Note that if you don’t put anything in geom_smooth, it
will select “auto”, which typically uses loess for small
datasets and gam for large datasets. However,
it uses a particular form of smoothing splines, so in practice I
recommend you specify a particular statistical method (e.g., “lm”,
“loess”) so you actually know what you’re plotting.

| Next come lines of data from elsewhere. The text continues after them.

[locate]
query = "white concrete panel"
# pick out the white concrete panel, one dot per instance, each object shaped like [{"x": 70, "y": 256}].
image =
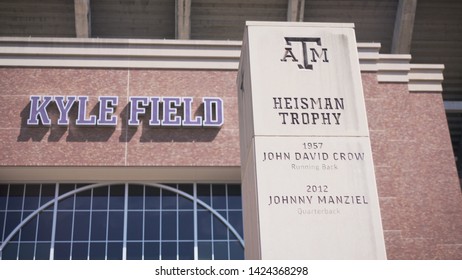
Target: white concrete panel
[{"x": 307, "y": 166}]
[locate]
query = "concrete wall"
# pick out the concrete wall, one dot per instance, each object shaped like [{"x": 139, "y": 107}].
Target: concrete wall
[{"x": 420, "y": 197}]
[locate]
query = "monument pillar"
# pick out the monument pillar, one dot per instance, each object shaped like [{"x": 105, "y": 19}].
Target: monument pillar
[{"x": 309, "y": 189}]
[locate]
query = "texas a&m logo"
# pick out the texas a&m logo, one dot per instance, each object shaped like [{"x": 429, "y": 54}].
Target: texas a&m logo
[{"x": 311, "y": 51}]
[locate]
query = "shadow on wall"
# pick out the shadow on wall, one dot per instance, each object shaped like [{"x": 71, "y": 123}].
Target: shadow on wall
[{"x": 74, "y": 133}]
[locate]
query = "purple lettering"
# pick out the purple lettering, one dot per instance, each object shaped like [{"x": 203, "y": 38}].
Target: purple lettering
[{"x": 39, "y": 110}]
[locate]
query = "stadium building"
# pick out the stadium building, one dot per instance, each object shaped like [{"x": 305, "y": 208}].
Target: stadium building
[{"x": 120, "y": 131}]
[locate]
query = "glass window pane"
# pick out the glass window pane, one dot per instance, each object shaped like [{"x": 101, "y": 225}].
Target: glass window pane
[
  {"x": 26, "y": 251},
  {"x": 169, "y": 225},
  {"x": 97, "y": 250},
  {"x": 169, "y": 250},
  {"x": 3, "y": 196},
  {"x": 235, "y": 219},
  {"x": 152, "y": 225},
  {"x": 151, "y": 250},
  {"x": 98, "y": 225},
  {"x": 114, "y": 250},
  {"x": 66, "y": 204},
  {"x": 218, "y": 196},
  {"x": 234, "y": 197},
  {"x": 204, "y": 225},
  {"x": 48, "y": 193},
  {"x": 152, "y": 199},
  {"x": 236, "y": 251},
  {"x": 117, "y": 194},
  {"x": 45, "y": 226},
  {"x": 80, "y": 251},
  {"x": 134, "y": 250},
  {"x": 2, "y": 220},
  {"x": 31, "y": 199},
  {"x": 62, "y": 251},
  {"x": 135, "y": 197},
  {"x": 220, "y": 231},
  {"x": 203, "y": 193},
  {"x": 186, "y": 251},
  {"x": 135, "y": 225},
  {"x": 116, "y": 225},
  {"x": 29, "y": 230},
  {"x": 186, "y": 225},
  {"x": 81, "y": 225},
  {"x": 16, "y": 197},
  {"x": 220, "y": 250},
  {"x": 100, "y": 198},
  {"x": 64, "y": 226},
  {"x": 10, "y": 252},
  {"x": 12, "y": 221},
  {"x": 205, "y": 250},
  {"x": 168, "y": 200},
  {"x": 42, "y": 251},
  {"x": 83, "y": 200}
]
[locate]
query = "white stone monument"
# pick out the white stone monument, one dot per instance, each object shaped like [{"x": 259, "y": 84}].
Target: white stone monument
[{"x": 308, "y": 178}]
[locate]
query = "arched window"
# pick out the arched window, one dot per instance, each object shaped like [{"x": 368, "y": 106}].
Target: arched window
[{"x": 121, "y": 221}]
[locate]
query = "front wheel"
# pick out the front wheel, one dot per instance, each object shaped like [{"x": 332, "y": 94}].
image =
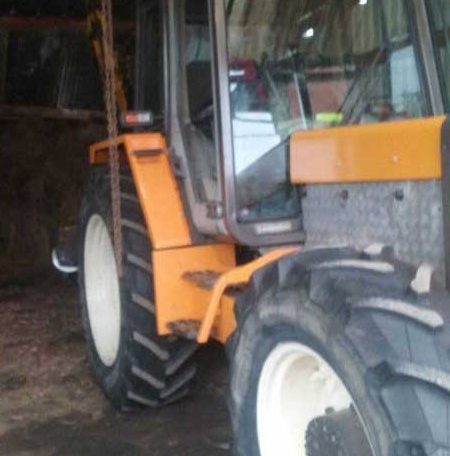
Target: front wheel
[
  {"x": 134, "y": 366},
  {"x": 336, "y": 354}
]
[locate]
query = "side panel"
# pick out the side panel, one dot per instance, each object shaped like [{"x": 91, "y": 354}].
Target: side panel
[
  {"x": 390, "y": 151},
  {"x": 156, "y": 186},
  {"x": 178, "y": 299}
]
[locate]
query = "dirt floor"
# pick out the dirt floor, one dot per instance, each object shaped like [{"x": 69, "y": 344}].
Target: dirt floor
[{"x": 49, "y": 405}]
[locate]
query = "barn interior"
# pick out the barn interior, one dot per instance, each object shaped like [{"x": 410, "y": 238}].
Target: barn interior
[{"x": 51, "y": 109}]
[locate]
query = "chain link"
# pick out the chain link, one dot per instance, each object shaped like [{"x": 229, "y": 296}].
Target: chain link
[{"x": 111, "y": 112}]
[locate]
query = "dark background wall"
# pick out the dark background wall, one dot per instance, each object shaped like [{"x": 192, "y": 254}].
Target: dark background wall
[{"x": 51, "y": 109}]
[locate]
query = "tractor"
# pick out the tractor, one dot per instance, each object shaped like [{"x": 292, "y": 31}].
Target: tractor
[{"x": 280, "y": 184}]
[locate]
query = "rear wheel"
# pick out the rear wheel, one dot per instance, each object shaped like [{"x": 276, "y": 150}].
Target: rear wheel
[
  {"x": 339, "y": 353},
  {"x": 134, "y": 366}
]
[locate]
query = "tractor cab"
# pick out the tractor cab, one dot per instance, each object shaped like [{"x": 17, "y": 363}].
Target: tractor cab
[
  {"x": 277, "y": 120},
  {"x": 232, "y": 81}
]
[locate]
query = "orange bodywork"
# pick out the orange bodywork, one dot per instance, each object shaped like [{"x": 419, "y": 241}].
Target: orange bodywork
[
  {"x": 174, "y": 256},
  {"x": 178, "y": 299},
  {"x": 156, "y": 186},
  {"x": 390, "y": 151}
]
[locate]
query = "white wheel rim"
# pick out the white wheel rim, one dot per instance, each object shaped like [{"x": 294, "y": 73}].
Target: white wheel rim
[
  {"x": 296, "y": 386},
  {"x": 102, "y": 290}
]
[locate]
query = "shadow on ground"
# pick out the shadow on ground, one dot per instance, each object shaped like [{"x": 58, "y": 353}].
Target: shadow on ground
[{"x": 49, "y": 404}]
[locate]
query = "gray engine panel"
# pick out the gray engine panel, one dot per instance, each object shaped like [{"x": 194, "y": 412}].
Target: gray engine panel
[{"x": 405, "y": 215}]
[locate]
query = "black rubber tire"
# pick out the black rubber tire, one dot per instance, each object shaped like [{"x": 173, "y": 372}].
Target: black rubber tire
[
  {"x": 362, "y": 315},
  {"x": 150, "y": 370}
]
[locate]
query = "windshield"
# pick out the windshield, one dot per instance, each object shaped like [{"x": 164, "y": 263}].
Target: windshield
[
  {"x": 303, "y": 64},
  {"x": 440, "y": 25}
]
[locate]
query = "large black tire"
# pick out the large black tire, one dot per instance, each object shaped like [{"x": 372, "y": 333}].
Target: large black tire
[
  {"x": 149, "y": 370},
  {"x": 367, "y": 317}
]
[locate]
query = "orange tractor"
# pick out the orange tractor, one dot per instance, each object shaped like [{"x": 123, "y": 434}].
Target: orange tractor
[{"x": 290, "y": 199}]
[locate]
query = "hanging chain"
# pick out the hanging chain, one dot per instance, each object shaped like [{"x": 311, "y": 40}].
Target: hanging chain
[{"x": 111, "y": 112}]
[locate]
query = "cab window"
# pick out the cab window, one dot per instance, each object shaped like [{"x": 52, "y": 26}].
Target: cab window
[{"x": 440, "y": 24}]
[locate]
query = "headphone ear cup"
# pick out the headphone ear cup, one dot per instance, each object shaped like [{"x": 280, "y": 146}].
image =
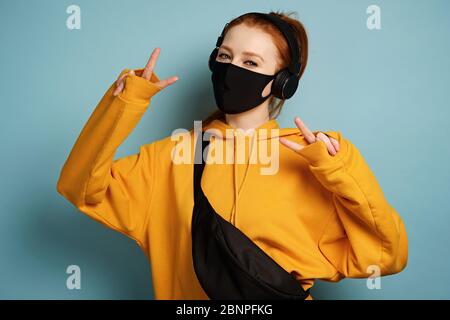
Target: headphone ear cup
[
  {"x": 212, "y": 58},
  {"x": 278, "y": 83},
  {"x": 284, "y": 85}
]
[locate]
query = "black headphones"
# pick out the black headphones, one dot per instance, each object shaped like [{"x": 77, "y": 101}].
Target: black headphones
[{"x": 286, "y": 80}]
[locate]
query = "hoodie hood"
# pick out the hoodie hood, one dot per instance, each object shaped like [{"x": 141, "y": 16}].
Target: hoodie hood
[{"x": 268, "y": 130}]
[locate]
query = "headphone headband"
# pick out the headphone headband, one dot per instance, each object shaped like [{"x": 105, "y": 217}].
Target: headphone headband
[{"x": 286, "y": 30}]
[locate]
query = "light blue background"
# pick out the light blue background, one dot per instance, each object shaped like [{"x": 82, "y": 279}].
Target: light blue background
[{"x": 386, "y": 90}]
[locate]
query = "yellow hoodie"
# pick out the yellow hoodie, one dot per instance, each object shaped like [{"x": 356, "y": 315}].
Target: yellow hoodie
[{"x": 319, "y": 217}]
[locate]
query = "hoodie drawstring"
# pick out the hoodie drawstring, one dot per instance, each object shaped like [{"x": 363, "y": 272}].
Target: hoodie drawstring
[{"x": 236, "y": 189}]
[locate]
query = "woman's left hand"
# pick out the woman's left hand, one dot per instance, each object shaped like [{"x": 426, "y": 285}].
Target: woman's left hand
[{"x": 331, "y": 143}]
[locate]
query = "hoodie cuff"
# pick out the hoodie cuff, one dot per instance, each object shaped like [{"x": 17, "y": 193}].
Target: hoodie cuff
[
  {"x": 317, "y": 153},
  {"x": 137, "y": 89}
]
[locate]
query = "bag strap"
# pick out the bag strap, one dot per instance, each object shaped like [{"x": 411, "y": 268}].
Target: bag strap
[{"x": 199, "y": 163}]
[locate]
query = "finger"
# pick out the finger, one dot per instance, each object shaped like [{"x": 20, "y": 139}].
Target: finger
[
  {"x": 321, "y": 136},
  {"x": 148, "y": 70},
  {"x": 335, "y": 144},
  {"x": 118, "y": 89},
  {"x": 309, "y": 136},
  {"x": 120, "y": 79},
  {"x": 166, "y": 82},
  {"x": 291, "y": 144}
]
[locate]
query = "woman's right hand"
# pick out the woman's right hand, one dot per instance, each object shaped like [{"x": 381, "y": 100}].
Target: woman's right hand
[{"x": 146, "y": 74}]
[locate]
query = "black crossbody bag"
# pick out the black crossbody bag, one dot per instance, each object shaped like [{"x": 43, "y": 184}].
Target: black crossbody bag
[{"x": 227, "y": 263}]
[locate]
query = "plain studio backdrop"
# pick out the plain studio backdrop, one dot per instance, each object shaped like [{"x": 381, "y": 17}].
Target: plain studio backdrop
[{"x": 384, "y": 89}]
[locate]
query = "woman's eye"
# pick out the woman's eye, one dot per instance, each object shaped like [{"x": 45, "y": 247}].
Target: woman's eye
[{"x": 223, "y": 54}]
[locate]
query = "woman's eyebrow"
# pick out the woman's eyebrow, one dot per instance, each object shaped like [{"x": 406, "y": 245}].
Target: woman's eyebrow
[{"x": 248, "y": 53}]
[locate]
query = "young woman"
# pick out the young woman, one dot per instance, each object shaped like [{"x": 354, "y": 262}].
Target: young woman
[{"x": 320, "y": 213}]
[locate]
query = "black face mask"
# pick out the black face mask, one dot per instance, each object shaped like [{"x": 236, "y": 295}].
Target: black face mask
[{"x": 237, "y": 89}]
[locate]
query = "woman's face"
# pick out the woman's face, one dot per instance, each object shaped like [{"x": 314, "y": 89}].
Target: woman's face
[{"x": 250, "y": 48}]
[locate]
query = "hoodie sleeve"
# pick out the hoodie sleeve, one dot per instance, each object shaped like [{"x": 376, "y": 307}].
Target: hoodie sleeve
[
  {"x": 115, "y": 193},
  {"x": 364, "y": 230}
]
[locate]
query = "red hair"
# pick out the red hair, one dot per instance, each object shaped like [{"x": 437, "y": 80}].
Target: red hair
[{"x": 275, "y": 105}]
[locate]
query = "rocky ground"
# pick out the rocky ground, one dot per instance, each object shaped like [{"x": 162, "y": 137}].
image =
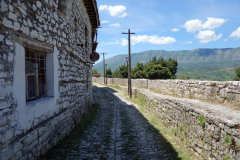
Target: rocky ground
[{"x": 118, "y": 131}]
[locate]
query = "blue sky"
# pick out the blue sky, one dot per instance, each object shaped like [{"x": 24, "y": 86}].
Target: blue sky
[{"x": 167, "y": 25}]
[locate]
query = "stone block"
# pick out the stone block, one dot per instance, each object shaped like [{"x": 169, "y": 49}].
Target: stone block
[
  {"x": 2, "y": 120},
  {"x": 17, "y": 147},
  {"x": 12, "y": 16},
  {"x": 22, "y": 10},
  {"x": 4, "y": 105},
  {"x": 39, "y": 4},
  {"x": 34, "y": 7},
  {"x": 1, "y": 37},
  {"x": 30, "y": 138},
  {"x": 25, "y": 30},
  {"x": 34, "y": 34},
  {"x": 7, "y": 135},
  {"x": 4, "y": 6},
  {"x": 7, "y": 23},
  {"x": 16, "y": 26}
]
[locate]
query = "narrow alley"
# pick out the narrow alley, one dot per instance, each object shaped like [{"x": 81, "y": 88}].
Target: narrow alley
[{"x": 118, "y": 131}]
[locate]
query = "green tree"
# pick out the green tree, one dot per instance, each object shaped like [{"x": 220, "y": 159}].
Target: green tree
[
  {"x": 237, "y": 77},
  {"x": 95, "y": 73},
  {"x": 121, "y": 72},
  {"x": 172, "y": 66},
  {"x": 138, "y": 71},
  {"x": 109, "y": 73}
]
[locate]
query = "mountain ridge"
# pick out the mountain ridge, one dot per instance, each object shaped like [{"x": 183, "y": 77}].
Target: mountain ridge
[{"x": 217, "y": 57}]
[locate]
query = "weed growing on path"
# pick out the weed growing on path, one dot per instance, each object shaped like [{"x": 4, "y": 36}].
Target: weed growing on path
[
  {"x": 183, "y": 152},
  {"x": 65, "y": 145}
]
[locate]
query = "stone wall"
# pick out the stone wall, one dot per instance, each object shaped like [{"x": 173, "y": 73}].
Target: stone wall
[
  {"x": 212, "y": 131},
  {"x": 214, "y": 91},
  {"x": 29, "y": 129}
]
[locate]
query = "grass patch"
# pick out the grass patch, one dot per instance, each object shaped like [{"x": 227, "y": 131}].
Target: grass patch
[
  {"x": 115, "y": 87},
  {"x": 64, "y": 146}
]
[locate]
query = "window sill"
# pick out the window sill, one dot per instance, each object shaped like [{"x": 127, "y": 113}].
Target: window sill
[{"x": 38, "y": 100}]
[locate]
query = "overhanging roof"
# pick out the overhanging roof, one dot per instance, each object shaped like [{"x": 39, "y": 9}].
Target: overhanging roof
[{"x": 92, "y": 10}]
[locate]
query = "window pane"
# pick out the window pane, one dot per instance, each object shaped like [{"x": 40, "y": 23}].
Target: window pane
[
  {"x": 41, "y": 83},
  {"x": 35, "y": 66},
  {"x": 31, "y": 87}
]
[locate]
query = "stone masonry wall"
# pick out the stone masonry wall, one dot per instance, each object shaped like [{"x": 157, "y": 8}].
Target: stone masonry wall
[
  {"x": 210, "y": 130},
  {"x": 209, "y": 133},
  {"x": 28, "y": 130},
  {"x": 222, "y": 92}
]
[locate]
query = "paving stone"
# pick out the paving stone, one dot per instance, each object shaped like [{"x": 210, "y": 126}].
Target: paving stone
[{"x": 116, "y": 134}]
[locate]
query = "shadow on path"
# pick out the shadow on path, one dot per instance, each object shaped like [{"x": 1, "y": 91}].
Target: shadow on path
[{"x": 117, "y": 131}]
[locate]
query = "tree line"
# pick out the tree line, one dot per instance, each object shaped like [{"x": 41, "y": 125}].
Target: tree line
[{"x": 153, "y": 69}]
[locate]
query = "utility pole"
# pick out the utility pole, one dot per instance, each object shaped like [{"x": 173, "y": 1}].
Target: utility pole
[
  {"x": 127, "y": 69},
  {"x": 106, "y": 73},
  {"x": 129, "y": 63},
  {"x": 104, "y": 67}
]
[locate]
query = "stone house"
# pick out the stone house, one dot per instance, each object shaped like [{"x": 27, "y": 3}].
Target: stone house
[{"x": 45, "y": 72}]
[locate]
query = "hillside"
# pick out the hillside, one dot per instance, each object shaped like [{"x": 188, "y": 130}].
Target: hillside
[{"x": 205, "y": 64}]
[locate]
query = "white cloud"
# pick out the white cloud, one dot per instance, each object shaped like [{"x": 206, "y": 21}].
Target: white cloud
[
  {"x": 189, "y": 42},
  {"x": 124, "y": 42},
  {"x": 210, "y": 24},
  {"x": 235, "y": 33},
  {"x": 104, "y": 22},
  {"x": 115, "y": 25},
  {"x": 102, "y": 8},
  {"x": 207, "y": 36},
  {"x": 115, "y": 11},
  {"x": 144, "y": 38},
  {"x": 175, "y": 29},
  {"x": 152, "y": 39},
  {"x": 193, "y": 25}
]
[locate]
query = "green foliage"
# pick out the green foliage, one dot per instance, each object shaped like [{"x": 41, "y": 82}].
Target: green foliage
[
  {"x": 228, "y": 139},
  {"x": 201, "y": 120},
  {"x": 138, "y": 71},
  {"x": 109, "y": 73},
  {"x": 95, "y": 73},
  {"x": 122, "y": 72},
  {"x": 184, "y": 77},
  {"x": 206, "y": 73},
  {"x": 153, "y": 69},
  {"x": 237, "y": 77}
]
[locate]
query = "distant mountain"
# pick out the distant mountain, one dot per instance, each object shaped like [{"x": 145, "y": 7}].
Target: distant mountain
[{"x": 187, "y": 59}]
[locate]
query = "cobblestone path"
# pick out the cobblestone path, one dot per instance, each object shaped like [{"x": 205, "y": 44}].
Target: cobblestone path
[{"x": 119, "y": 131}]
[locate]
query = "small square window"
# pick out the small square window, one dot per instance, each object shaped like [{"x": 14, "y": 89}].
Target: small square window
[{"x": 35, "y": 69}]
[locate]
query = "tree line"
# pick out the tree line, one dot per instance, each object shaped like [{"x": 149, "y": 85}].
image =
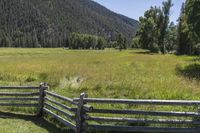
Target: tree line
[{"x": 158, "y": 34}]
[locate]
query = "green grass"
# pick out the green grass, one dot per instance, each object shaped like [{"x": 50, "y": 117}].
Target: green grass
[
  {"x": 108, "y": 73},
  {"x": 23, "y": 123}
]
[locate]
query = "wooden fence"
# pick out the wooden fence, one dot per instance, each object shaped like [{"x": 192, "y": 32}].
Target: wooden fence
[{"x": 80, "y": 116}]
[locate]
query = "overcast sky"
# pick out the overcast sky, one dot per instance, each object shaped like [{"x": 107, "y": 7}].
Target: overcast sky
[{"x": 136, "y": 8}]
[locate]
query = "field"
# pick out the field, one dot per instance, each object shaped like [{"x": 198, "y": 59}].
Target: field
[{"x": 109, "y": 73}]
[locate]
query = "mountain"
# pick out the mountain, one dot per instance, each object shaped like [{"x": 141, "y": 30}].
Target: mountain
[{"x": 48, "y": 23}]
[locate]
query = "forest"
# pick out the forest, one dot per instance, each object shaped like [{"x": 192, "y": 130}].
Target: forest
[
  {"x": 158, "y": 34},
  {"x": 41, "y": 23}
]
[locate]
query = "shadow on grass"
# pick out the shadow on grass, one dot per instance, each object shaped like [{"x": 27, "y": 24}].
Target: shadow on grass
[
  {"x": 40, "y": 122},
  {"x": 143, "y": 52},
  {"x": 191, "y": 71}
]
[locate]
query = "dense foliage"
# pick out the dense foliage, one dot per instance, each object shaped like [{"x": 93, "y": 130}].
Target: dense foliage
[
  {"x": 84, "y": 41},
  {"x": 154, "y": 28},
  {"x": 48, "y": 23},
  {"x": 158, "y": 35}
]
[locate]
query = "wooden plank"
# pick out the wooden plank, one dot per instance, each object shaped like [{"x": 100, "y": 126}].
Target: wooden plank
[
  {"x": 19, "y": 93},
  {"x": 20, "y": 87},
  {"x": 18, "y": 104},
  {"x": 70, "y": 116},
  {"x": 143, "y": 129},
  {"x": 19, "y": 99},
  {"x": 60, "y": 97},
  {"x": 47, "y": 99},
  {"x": 148, "y": 121},
  {"x": 141, "y": 101},
  {"x": 41, "y": 100},
  {"x": 59, "y": 118},
  {"x": 141, "y": 112},
  {"x": 79, "y": 114}
]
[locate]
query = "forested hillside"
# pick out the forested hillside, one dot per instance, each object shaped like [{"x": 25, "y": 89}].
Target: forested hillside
[
  {"x": 48, "y": 23},
  {"x": 157, "y": 34}
]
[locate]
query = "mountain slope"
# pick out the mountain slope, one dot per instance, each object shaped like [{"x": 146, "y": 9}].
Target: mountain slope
[{"x": 49, "y": 22}]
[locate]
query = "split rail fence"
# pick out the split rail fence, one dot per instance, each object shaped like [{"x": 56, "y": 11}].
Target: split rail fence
[{"x": 85, "y": 114}]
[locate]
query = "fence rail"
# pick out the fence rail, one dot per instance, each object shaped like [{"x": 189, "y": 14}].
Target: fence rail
[{"x": 83, "y": 114}]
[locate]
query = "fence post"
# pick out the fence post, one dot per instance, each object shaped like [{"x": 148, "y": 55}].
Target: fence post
[
  {"x": 80, "y": 114},
  {"x": 41, "y": 99}
]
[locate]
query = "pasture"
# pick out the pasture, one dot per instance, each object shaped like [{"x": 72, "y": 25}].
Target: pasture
[{"x": 134, "y": 74}]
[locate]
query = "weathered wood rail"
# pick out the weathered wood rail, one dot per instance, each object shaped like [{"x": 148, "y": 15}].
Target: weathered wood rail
[{"x": 80, "y": 116}]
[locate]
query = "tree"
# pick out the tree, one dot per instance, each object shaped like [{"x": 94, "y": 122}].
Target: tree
[
  {"x": 171, "y": 38},
  {"x": 193, "y": 15},
  {"x": 149, "y": 31},
  {"x": 120, "y": 41},
  {"x": 164, "y": 24}
]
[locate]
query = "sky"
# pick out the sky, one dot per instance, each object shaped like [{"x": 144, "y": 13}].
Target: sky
[{"x": 136, "y": 8}]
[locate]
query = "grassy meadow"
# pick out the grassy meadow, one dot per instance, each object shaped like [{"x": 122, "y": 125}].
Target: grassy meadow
[
  {"x": 108, "y": 73},
  {"x": 135, "y": 74}
]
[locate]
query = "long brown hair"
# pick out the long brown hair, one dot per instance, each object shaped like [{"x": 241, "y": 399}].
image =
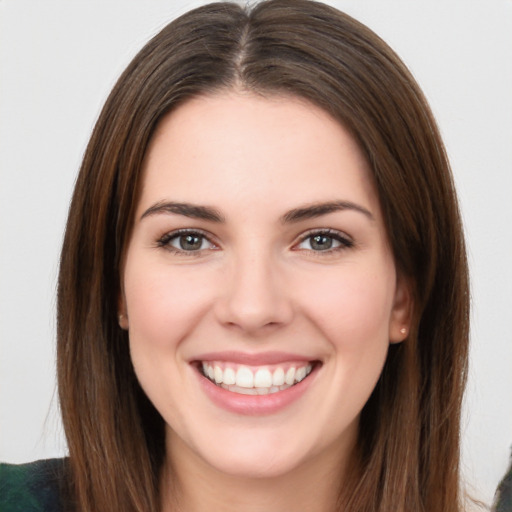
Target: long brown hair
[{"x": 409, "y": 429}]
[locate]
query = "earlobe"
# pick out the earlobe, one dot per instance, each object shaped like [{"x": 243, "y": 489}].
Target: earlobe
[
  {"x": 122, "y": 317},
  {"x": 123, "y": 321},
  {"x": 401, "y": 314}
]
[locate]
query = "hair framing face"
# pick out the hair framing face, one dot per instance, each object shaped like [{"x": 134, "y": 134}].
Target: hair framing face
[{"x": 409, "y": 432}]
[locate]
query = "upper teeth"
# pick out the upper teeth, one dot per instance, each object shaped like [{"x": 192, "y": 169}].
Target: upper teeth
[{"x": 249, "y": 377}]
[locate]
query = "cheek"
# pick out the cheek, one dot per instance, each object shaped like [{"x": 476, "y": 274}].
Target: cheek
[
  {"x": 352, "y": 307},
  {"x": 164, "y": 304}
]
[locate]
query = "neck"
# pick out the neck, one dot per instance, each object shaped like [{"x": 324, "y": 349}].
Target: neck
[{"x": 192, "y": 485}]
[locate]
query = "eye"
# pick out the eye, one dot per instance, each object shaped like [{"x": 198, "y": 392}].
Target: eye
[
  {"x": 186, "y": 241},
  {"x": 325, "y": 241}
]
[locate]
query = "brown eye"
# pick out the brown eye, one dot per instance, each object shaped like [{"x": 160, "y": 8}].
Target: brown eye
[
  {"x": 190, "y": 242},
  {"x": 321, "y": 242},
  {"x": 185, "y": 242}
]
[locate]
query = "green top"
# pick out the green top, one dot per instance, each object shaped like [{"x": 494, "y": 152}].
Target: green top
[
  {"x": 32, "y": 487},
  {"x": 37, "y": 487}
]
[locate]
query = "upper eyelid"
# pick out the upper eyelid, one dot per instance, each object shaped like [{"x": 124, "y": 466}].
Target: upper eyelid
[
  {"x": 325, "y": 231},
  {"x": 299, "y": 239}
]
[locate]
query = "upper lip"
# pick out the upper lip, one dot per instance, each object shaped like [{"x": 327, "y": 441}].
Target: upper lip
[{"x": 253, "y": 359}]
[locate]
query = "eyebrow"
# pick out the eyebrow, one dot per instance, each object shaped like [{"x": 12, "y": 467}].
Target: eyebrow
[
  {"x": 186, "y": 209},
  {"x": 318, "y": 209},
  {"x": 296, "y": 215}
]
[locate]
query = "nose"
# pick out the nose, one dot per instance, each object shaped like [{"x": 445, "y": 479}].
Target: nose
[{"x": 255, "y": 299}]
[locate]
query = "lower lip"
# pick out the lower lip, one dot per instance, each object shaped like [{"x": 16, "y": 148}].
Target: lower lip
[{"x": 255, "y": 405}]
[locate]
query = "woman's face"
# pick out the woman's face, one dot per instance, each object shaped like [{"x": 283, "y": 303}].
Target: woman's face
[{"x": 259, "y": 289}]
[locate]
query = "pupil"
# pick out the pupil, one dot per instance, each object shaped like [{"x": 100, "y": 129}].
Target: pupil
[
  {"x": 190, "y": 242},
  {"x": 321, "y": 242}
]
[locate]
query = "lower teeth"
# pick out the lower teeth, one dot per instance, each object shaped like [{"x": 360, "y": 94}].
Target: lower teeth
[{"x": 254, "y": 391}]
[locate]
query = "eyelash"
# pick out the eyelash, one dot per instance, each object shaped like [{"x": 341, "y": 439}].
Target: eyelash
[{"x": 344, "y": 241}]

Convenient to add + geom_smooth() to residual plots to
help display any trends:
tibble(fits = fitted_vals,
residuals = res_vals) %>%
ggplot(aes(x = fits, y = residuals)) +
geom_point() +
geom_hline(yintercept = 0, linetype = "dashed", color = "red") +
geom_smooth(method = "loess")
## `geom_smooth()` using formula 'y ~ x'
… which appears to be alleviated with the quadratic transformation:
tibble(fits = quad_fitted_vals,
residuals = quad_res_vals) %>%
ggplot(aes(x = fits, y = residuals)) +
geom_point() +
geom_hline(yintercept = 0, linetype = "dashed", color = "red") +
geom_smooth(method = "loess")
## `geom_smooth()` using formula 'y ~ x'
We don’t even need to plot the points to do this – you can plot the
regression model by itself by simply omitting
geom_point():
penguins %>%
ggplot(aes(x = flipper_length_mm, y = body_mass_g)) +
geom_smooth(method = "loess")
As always, you can adjust some parameters (like color,
alpha, etc.):
penguins %>%
ggplot(aes(x = flipper_length_mm, y = body_mass_g)) +
geom_smooth(method = "loess", se = TRUE, fill = "darkorange",
color = "darkblue", size = 2, alpha = 0.2) +
theme_bw()
However, in general I don’t recommend doing this, because it hides the data entirely, making it unclear which data points are influencing the regression line.